After being dismissed from the Ministry of Defence, Čengić was appointed Minister of Displaced Persons and Refugees. In this position, Čengić took care of Bosniak refugees and performed his duties keeping in mind their deployment in case of the outbreak of a new war. However, in August 1997, ten T-55 tanks from Egypt were to arrive in Bosnia and Herzegovina, which Čengić bought at the end of the war. This delivery took place without the knowledge of the T&E task force and indicated that Čengić was cooperating with Bosniak officials in the Ministry of Defence. The task force intervened and prevented the tanks from landing. The media expressed fear of the secret arms trade and Iranian influence. The task force used the situation to show that the United States was in control and to point out the danger that Čengić would represent for Bosniaks. Izetbegović's administration, with the aim of mitigating the damage caused by Čengić, began closer cooperation with T&E, and Čengić did not further disrupt the flow of T&E.

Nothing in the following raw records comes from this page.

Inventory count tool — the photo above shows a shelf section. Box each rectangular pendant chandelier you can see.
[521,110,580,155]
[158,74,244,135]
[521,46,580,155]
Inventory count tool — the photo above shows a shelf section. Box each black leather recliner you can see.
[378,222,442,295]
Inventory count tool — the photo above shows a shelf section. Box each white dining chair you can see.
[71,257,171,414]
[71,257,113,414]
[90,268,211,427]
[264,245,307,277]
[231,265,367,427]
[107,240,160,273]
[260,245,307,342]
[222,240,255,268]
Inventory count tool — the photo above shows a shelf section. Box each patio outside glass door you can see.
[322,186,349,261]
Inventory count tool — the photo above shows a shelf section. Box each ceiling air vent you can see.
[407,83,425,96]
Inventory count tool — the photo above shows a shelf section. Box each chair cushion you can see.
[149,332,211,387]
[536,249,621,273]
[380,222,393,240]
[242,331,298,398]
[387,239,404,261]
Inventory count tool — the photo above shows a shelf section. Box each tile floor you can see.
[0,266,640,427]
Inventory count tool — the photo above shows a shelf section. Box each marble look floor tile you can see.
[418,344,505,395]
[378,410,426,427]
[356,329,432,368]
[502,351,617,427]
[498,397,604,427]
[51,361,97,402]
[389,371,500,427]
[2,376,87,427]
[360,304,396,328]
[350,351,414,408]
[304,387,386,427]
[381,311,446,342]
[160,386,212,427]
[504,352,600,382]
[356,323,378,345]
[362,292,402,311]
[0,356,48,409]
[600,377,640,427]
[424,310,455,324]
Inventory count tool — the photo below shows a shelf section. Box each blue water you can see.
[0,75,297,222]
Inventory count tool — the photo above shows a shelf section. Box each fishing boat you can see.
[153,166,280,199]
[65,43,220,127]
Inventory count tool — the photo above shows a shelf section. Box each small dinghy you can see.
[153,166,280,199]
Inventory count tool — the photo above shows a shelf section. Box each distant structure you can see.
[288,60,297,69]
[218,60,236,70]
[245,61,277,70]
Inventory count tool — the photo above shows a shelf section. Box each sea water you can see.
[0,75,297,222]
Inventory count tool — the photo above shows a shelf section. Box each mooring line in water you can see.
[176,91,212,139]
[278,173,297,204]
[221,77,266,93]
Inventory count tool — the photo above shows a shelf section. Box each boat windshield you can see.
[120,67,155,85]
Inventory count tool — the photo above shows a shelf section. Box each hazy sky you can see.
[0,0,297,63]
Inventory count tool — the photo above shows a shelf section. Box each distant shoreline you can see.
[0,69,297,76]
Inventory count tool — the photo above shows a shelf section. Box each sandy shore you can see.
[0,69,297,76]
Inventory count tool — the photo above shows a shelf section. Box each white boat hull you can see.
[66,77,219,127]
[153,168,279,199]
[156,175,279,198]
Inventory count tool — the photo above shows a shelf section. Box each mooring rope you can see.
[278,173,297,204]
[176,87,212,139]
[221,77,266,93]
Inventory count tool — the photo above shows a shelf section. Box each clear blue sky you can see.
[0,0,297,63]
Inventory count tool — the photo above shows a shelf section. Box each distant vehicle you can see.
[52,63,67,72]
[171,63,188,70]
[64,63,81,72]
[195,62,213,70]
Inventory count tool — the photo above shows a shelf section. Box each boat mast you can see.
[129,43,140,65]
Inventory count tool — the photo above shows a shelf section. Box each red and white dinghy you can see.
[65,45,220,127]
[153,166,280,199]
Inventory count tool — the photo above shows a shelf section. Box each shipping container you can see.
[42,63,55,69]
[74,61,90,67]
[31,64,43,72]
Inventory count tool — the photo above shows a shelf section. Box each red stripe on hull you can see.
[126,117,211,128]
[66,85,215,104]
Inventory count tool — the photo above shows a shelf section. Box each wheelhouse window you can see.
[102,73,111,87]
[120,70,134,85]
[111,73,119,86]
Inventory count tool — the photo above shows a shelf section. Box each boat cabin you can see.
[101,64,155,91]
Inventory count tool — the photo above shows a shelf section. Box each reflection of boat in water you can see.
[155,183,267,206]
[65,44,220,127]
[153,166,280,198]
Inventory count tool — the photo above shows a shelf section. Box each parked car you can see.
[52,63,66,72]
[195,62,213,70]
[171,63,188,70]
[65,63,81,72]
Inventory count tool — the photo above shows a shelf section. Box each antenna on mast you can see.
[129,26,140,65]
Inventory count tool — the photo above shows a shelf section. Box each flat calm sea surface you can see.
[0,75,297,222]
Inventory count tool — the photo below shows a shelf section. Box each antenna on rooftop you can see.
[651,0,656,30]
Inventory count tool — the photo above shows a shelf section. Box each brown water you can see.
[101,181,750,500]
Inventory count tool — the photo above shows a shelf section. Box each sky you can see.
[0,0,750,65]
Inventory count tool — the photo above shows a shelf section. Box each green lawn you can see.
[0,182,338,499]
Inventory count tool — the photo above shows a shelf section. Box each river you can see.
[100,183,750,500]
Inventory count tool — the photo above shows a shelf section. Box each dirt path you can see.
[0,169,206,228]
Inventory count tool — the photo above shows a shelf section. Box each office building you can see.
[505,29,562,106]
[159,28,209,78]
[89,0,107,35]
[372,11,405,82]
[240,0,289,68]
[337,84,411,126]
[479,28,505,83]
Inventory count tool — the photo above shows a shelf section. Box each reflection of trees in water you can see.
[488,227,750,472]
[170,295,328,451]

He served as a member of parliament from 1998 to 2002.

He served as president of the Parliament of the Islamic Community in Bosnia and Herzegovina from 2015 until 2019, having lost re-election in 2018.

Bosniak political commentator Avdo Avdić wrote that Čengić was the leader of one of the four Bosniak political clans, extracting his influence solely from the Islamic Community of Bosnia and Herzegovina. Avdić wrote that Čengić also controlled the Party of Democratic Activity (A-SDA), an SDA-splinter party once prominent in the Una-Sana Canton and the so-called "Malaysia" sub-clan, which itself controls the People and Justice (NiP) party as well as Al Jazeera Balkans. The "Malaysia" sub-clan, according to Advić, is led by Amer Bukvić, the CEO of BBI Bank.

Čengić died on 7 November 2021, at the age of 64.